Amazon Adjusts Seller AI Rules, Scraps Ring-Police Data Partnership

Amazon is implementing new rules for AI agents on its seller platform, with a March 4 deadline for compliance. Separately, following public backlash, the company has terminated a partnership between its Ring division and Flock Safety that would have facilitated footage sharing with law enforcement. Both moves reflect the company's response to regulatory and public scrutiny over its platform policies and data-sharing practices.

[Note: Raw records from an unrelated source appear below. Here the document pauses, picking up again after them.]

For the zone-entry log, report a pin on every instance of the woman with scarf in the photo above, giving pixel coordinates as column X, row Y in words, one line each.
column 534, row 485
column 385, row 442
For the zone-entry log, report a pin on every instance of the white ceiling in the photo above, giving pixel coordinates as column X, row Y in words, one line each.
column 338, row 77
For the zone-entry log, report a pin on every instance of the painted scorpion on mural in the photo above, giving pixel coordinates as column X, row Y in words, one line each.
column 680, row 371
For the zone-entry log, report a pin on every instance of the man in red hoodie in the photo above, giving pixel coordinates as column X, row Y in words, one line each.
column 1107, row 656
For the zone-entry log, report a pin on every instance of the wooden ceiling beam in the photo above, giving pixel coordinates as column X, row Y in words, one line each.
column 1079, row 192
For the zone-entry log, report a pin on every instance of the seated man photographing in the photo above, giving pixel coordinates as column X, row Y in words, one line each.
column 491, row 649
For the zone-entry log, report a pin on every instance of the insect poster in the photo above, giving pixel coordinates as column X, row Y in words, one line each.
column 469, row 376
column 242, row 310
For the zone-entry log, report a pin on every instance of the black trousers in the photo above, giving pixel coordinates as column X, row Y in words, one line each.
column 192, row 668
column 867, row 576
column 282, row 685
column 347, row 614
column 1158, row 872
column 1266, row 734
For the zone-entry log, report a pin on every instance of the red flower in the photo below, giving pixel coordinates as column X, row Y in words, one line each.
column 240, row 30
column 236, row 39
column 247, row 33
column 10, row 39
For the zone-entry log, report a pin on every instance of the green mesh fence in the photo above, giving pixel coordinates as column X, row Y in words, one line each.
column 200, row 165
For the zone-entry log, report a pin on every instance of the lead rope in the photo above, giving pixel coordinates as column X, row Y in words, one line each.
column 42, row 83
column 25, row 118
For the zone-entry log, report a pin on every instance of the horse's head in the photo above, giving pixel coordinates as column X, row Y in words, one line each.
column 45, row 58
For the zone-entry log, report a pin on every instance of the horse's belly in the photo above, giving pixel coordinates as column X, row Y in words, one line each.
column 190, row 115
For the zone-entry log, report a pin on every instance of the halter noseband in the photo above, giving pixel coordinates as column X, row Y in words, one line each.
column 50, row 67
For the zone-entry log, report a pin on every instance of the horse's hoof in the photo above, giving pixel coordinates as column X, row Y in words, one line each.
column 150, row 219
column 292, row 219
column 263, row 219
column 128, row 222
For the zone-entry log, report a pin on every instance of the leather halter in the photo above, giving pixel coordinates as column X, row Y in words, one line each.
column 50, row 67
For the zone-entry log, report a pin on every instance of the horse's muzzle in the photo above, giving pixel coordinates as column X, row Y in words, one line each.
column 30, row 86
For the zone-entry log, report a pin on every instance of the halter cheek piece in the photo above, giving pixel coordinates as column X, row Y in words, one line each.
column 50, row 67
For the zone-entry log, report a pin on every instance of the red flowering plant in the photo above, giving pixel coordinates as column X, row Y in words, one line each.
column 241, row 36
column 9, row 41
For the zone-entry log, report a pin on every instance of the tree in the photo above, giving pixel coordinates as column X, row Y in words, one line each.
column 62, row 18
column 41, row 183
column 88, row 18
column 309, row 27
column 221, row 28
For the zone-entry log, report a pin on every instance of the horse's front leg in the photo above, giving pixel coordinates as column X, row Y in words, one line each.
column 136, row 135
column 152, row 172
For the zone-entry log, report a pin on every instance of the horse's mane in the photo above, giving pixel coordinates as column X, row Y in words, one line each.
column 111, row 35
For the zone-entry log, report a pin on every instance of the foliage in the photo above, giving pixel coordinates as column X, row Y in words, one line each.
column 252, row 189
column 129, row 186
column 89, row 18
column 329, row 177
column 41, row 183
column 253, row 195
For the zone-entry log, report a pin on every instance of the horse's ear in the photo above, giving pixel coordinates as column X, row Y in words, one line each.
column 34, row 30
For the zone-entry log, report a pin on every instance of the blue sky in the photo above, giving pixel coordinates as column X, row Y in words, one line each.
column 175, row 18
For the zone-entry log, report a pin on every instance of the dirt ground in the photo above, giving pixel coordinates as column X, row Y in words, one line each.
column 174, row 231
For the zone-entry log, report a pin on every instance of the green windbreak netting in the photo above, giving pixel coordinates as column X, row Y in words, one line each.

- The new seller rules, effective March 4, 2026, mandate that all AI agents identify themselves as automated systems, comply with a new "Agent Policy," and immediately cease access if Amazon requests it. - Amazon's updated Business Solutions Agreement explicitly prohibits the use of its materials or services for the development of AI or machine learning systems, including enhanced protections against reverse engineering to prevent competitors from training their own models. - The policy shift comes after research in September 2025 showed Amazon was a primary exception among major retailers in blocking AI bots from scraping its site, while competitors like Shopify had more permissive approaches. - The terminated partnership would have allowed law enforcement agencies using Flock Safety's platforms to formally request and receive video footage directly from Ring camera owners through the "Community Requests" feature. - Flock Safety's system, used by over 6,000 communities, captures billions of license-plate scans monthly and provides law enforcement with searchable databases, which would have been integrated with Ring's residential camera network. - Public backlash intensified after a Super Bowl ad for a Ring feature called "Search Party," which used a network of cameras and AI to find a lost dog, sparking fears of wider surveillance capabilities. - While the ad was the catalyst for public outcry, Amazon officially attributed the cancellation to the integration requiring "significantly more time and resources than anticipated," and confirmed no video was ever shared between the services. - This is not Ring's first retreat from law enforcement data sharing; it previously shut down a "Request for Assistance" portal in January 2024 following criticism over allowing police to privately contact users for footage without a warrant.